IFRS 17: Are Your Insurance Riders a Side Dish or a Separate Meal?

Lux Actuaries4 min read

Think of an insurance policy like a combo meal. You have your main item—the base life insurance contract—but you can also add extras like a critical illness rider (the fries) or a waiver of premium benefit (the drink). Under previous accounting standards, you generally priced and accounted for the entire meal as one package. IFRS 17, however, asks a more pointed question: Is that rider truly part of the main meal, or should it be treated as a separate item on the bill?

This is one of the most fundamental shifts in thinking introduced by IFRS 17. The standard requires an entity to identify all the promises within a contract and decide whether to account for them together or to 'unbundle' them into separate components. This process is known as separation.

The Core Question: When to Unbundle?

The decision to separate a rider from its base contract isn't arbitrary. IFRS 17 provides a specific two-part test to determine if a component is 'distinct' and therefore requires separate accounting.

A rider must be separated if both of the following conditions are met:

1. The risks are not highly interrelated: This means the risk covered by the rider behaves largely independently of the risks in the base contract. For example, the investment risk in a unit-linked savings component is not closely related to the mortality risk of a term life policy. In contrast, an accidental death benefit is highly interrelated with a life policy, as one event often triggers the other.

2. A similar contract is, or could be, sold separately: The insurer must consider whether it, or another company in the same market, sells (or could sell) the benefit as a standalone product. A pure savings component could easily be sold separately, but a waiver of premium benefit attached to a specific policy typically cannot.

If a rider fails either one of these tests, it is considered part of the base contract and its cash flows are bundled together.

The Accounting Impact: Why Separation Matters

This isn't just an academic exercise; the decision has a direct impact on your financial statements, particularly on the Contractual Service Margin (CSM), which represents the unearned profit of a contract.

If a rider is NOT separated: Its expected premiums and benefit cash flows are merged with those of the base contract. They all form a single group, with one CSM calculated for the entire bundle. The profit is then released over the combined coverage period of the whole package.

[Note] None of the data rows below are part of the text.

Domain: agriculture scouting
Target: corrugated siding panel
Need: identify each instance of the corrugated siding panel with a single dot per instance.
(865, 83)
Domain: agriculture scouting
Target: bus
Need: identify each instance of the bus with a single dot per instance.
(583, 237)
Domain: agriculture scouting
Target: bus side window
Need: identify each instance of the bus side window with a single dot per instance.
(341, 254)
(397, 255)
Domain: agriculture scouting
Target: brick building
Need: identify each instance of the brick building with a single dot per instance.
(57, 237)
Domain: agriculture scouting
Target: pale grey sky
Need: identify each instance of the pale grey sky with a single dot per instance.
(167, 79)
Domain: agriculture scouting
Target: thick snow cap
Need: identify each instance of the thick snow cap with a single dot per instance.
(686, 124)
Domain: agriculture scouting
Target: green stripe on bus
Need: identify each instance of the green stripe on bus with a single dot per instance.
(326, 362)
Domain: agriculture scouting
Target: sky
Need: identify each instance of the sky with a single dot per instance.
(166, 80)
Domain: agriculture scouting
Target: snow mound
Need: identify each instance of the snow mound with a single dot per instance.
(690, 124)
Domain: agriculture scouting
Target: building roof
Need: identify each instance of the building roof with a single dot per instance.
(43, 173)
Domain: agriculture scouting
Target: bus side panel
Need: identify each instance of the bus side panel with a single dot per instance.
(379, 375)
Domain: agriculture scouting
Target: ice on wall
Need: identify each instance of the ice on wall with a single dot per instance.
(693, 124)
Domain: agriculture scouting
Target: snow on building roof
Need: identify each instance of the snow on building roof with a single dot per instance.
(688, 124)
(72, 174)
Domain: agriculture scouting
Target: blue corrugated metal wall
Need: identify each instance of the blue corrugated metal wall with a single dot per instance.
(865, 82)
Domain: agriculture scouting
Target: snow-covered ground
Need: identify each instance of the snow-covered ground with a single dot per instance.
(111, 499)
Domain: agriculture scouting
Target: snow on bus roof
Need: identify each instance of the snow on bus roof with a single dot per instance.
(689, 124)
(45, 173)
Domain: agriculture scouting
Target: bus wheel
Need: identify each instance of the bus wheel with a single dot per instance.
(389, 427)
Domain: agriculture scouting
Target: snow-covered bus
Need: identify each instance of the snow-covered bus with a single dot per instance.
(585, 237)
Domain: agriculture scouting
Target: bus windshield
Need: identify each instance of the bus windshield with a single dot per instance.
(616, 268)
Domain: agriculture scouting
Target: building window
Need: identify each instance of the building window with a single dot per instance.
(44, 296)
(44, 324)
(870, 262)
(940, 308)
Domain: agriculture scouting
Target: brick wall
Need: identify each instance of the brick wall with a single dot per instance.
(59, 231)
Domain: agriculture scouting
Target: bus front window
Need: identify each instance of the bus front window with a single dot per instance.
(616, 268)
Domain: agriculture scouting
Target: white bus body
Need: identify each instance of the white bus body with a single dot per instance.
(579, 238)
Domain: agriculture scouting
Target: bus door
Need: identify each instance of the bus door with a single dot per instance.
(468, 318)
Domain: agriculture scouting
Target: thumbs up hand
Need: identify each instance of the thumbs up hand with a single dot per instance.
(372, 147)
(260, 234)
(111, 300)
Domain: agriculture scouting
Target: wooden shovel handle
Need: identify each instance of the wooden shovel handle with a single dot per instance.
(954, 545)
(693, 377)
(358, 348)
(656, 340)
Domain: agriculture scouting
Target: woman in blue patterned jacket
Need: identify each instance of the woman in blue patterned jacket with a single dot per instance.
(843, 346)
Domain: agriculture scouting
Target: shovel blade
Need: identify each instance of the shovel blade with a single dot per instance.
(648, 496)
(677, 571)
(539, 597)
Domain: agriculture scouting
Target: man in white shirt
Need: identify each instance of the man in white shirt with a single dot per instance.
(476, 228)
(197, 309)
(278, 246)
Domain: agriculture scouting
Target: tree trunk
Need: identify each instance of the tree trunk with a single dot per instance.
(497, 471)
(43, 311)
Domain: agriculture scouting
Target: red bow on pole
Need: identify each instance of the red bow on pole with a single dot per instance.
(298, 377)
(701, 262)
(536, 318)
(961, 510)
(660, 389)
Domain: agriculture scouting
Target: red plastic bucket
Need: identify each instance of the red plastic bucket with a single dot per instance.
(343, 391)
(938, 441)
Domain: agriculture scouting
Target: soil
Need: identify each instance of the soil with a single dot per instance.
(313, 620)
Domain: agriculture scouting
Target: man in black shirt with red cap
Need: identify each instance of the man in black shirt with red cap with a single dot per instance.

If a rider IS separated: It is treated as its own mini-contract. It will have its own CSM, and its profit will be recognized over its specific coverage period. This is critical because the rider's coverage period might be much shorter than the base policy's. Separation ensures that profit is recognized in the period the service is delivered, preventing profits from being artificially deferred or accelerated.

A Practical Look

Consider a 20-year life policy with an attached 5-year term critical illness (CI) rider. The mortality risk of the life policy and the morbidity risk of the CI rider are not considered highly interrelated. Furthermore, standalone CI policies are widely available.

Under IFRS 17, this CI rider would likely be separated. This means the insurer would calculate a CSM for the 20-year life component and a separate CSM for the 5-year CI rider. The profit from the rider would be fully recognized over its 5-year term, rather than being spread thinly over the full 20 years of the base policy. This leads to a more accurate and transparent representation of profitability.

Getting the separation right is a foundational step in your IFRS 17 journey. It ensures your profit recognition patterns accurately reflect the services you provide to policyholders, providing clearer insights for management and investors alike.